Let’s use a counterfactual. We still live in a world without 24-hour instant information or an online environment. Governments are limited to three news conferences a week. Other than making sure that you are absolutely prepared for those conferences, it means communications generically is going to be less important. The government is going to have to spend more time on actually trying to problem solve the implementation of what their policy is going to be rather than trying to constantly market it as being the best thing ever. What was happening in most people's lives outside of the media bubble would have much more fact on how somebody saw things going.

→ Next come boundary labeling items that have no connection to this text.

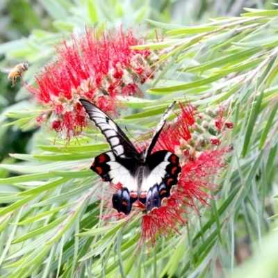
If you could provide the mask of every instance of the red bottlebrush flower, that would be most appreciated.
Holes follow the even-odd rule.
[[[210,181],[210,178],[215,178],[225,167],[223,156],[230,147],[218,148],[220,140],[215,136],[208,137],[211,129],[208,123],[214,123],[215,120],[205,114],[199,115],[190,104],[186,106],[180,104],[180,108],[176,120],[160,135],[155,151],[167,149],[179,154],[181,173],[177,186],[171,190],[171,195],[162,200],[162,206],[143,214],[138,248],[145,242],[154,246],[161,236],[168,237],[174,233],[179,234],[179,226],[188,222],[190,210],[199,213],[197,202],[208,206],[206,200],[213,198],[209,190],[215,190],[217,186]],[[136,147],[142,152],[149,144],[149,142],[145,140],[136,144]],[[120,185],[112,188],[115,193],[119,190]],[[111,201],[110,203],[112,208]],[[132,213],[128,215],[115,213],[104,218],[117,216],[126,218],[127,220],[146,210],[138,200],[132,208]]]
[[[215,145],[215,146],[219,146],[219,145],[220,144],[220,140],[217,138],[211,138],[211,142],[212,145]]]
[[[164,206],[142,217],[139,247],[147,240],[150,240],[154,246],[160,236],[167,237],[173,232],[179,234],[178,227],[188,222],[186,215],[188,208],[198,212],[196,200],[208,205],[206,199],[211,196],[206,191],[214,190],[216,186],[209,182],[209,177],[219,174],[221,169],[225,167],[222,164],[223,156],[228,150],[229,147],[224,147],[204,151],[196,159],[182,165],[175,192]]]
[[[167,149],[174,153],[183,149],[183,143],[191,139],[190,127],[195,123],[196,108],[189,103],[187,106],[179,104],[181,112],[177,121],[171,124],[161,133],[156,143],[155,151]]]
[[[142,95],[137,84],[152,78],[156,68],[151,50],[131,49],[143,42],[131,30],[122,29],[101,34],[87,29],[79,37],[73,35],[72,42],[62,42],[56,47],[56,60],[35,76],[38,85],[25,85],[45,111],[37,122],[49,123],[69,140],[86,126],[79,99],[113,113],[120,104],[117,96]]]
[[[234,123],[233,122],[225,122],[225,126],[227,129],[232,129],[234,127]]]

I don't think it's an accident that universalism within government management strategies took hold in the late 1990s at roughly the same time that there was a massive shift in how information was disseminated. Whether it was happenstance that was unintended or there was a mutually reinforced plan going on, it would be difficult to imagine either political Communications becoming dominant and universalism becoming embedded philosophically happening on their own.
For a government like the UK currently has the issue as far as they're concerned has always been trying to change how people perceive what they're saying. The same thing was true with the Trudeau government in Canada. There's never any contemplation that either the solution that they're seeking is wrong or that they might try a different approach on how to manage day to day affairs. It's this construction of everything being a messaging problem that has buried so many that end up in the universal mind lock.

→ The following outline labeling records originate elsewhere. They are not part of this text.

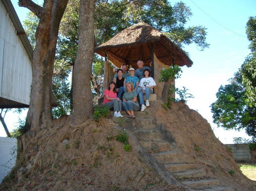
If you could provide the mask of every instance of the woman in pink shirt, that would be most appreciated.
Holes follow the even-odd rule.
[[[122,101],[117,97],[115,84],[114,82],[110,82],[109,88],[104,91],[103,104],[110,109],[114,108],[114,117],[123,117],[120,112],[122,109]]]

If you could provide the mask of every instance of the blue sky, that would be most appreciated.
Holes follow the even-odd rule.
[[[26,18],[27,9],[19,7],[18,1],[11,0],[22,21]],[[176,2],[171,1],[172,5]],[[212,123],[209,106],[216,100],[215,95],[220,86],[226,84],[228,79],[233,77],[249,53],[245,26],[249,16],[256,16],[256,1],[184,0],[183,2],[190,7],[193,13],[187,26],[201,25],[206,27],[207,41],[210,45],[209,49],[203,52],[199,51],[194,45],[184,48],[189,52],[193,64],[191,67],[182,68],[183,73],[181,78],[176,81],[176,86],[189,89],[189,92],[195,97],[189,100],[187,104],[208,120],[216,137],[222,143],[233,143],[234,137],[248,138],[244,131],[225,131],[221,128],[217,128]],[[6,121],[9,129],[11,130],[18,118],[16,116],[10,113],[6,116]],[[5,135],[3,128],[0,126],[0,136]]]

It's in that shift that you spend more obsession on marketing that is giving so many of these governments that believe they have to have the right answer to so many issues. It's not just the public they're propagating either, they can easily be convincing themselves at the same time with the same rhetoric.
If you couldn't rely on communications to constantly sell the program, it would be easier for most governments to recognize something wasn't working. Simply trying to do a sales job isn't going to convince those who aren't getting anywhere. Instead it would be more likely they would try and shift gears because they weren't constantly having to explain to the news reporters why they were doing.

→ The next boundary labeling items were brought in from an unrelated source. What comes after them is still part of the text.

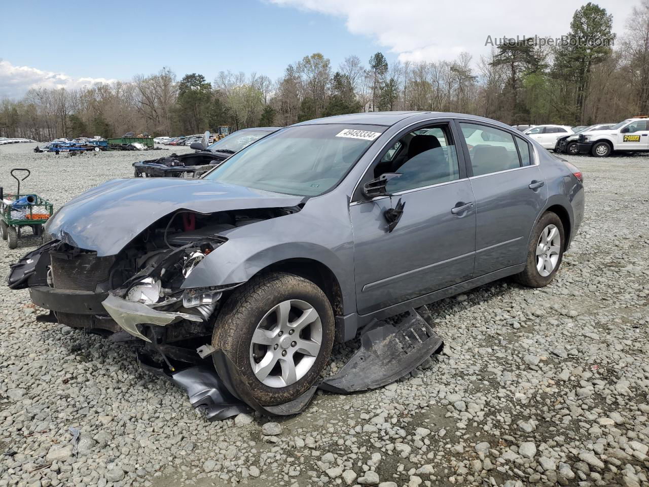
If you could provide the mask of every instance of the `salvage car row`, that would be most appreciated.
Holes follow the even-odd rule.
[[[613,152],[649,151],[649,117],[641,116],[618,123],[598,123],[589,127],[568,125],[516,125],[515,128],[545,149],[571,155],[586,154],[606,157]]]

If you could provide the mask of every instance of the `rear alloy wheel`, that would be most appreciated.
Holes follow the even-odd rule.
[[[611,155],[611,146],[606,142],[597,142],[591,149],[591,153],[595,157],[607,157]]]
[[[517,281],[531,288],[550,284],[561,264],[565,242],[561,219],[552,212],[544,214],[534,226],[525,269],[517,275]]]
[[[212,344],[234,362],[265,405],[305,392],[328,362],[334,312],[313,282],[285,273],[253,278],[219,312]]]
[[[566,147],[566,153],[570,154],[571,156],[575,156],[579,154],[579,147],[577,145],[576,142],[570,142],[568,144]]]

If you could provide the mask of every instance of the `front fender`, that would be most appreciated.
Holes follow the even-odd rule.
[[[315,206],[313,202],[310,205]],[[227,242],[194,268],[182,287],[245,282],[280,261],[310,259],[331,270],[341,288],[345,312],[354,312],[355,309],[350,309],[356,303],[351,228],[346,224],[345,217],[336,218],[332,213],[336,212],[309,212],[305,208],[225,232],[223,234]]]

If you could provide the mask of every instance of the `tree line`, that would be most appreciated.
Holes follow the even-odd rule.
[[[278,79],[221,71],[180,80],[168,68],[77,90],[30,90],[0,101],[0,136],[58,137],[199,133],[285,126],[363,111],[423,110],[481,115],[510,124],[588,125],[649,114],[649,0],[633,8],[620,36],[613,16],[589,3],[566,39],[549,45],[501,42],[474,60],[388,63],[376,53],[334,69],[320,53],[289,64]]]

Great essay, though my opinion of Starmer has never been good due to his incompetence as Director of Public Prosecutions after the death of Ian Tomlinson back in 2009. Now he's in government he seem to lacking original ideas and a basic understanding of the rule of law, both of which were apparent back then.
When it comes to Liberalism I think that it's main fault is indifference to culture, this was deliberate and justified with blank slate 'theory', in order to position it as an authoritative universalist ideology. However modern liberalism has become a disguise for a globalist agenda, and events are now playing out that clearly expose the original theory as a fallacy.
In the past the news cycle could be largely managed with a stream of new initiatives to distract from the failures of the previous ones, but as you rightly pointed out in another comment, the media are less good at coping with spontaneous events.
But given the influence of covert wealth and power on democratic politics nowadays, I wonder if part of the obsession with messaging is not just signal to voters, but to signal to their backers that they are taking an acceptable course of action that justifies their continued support.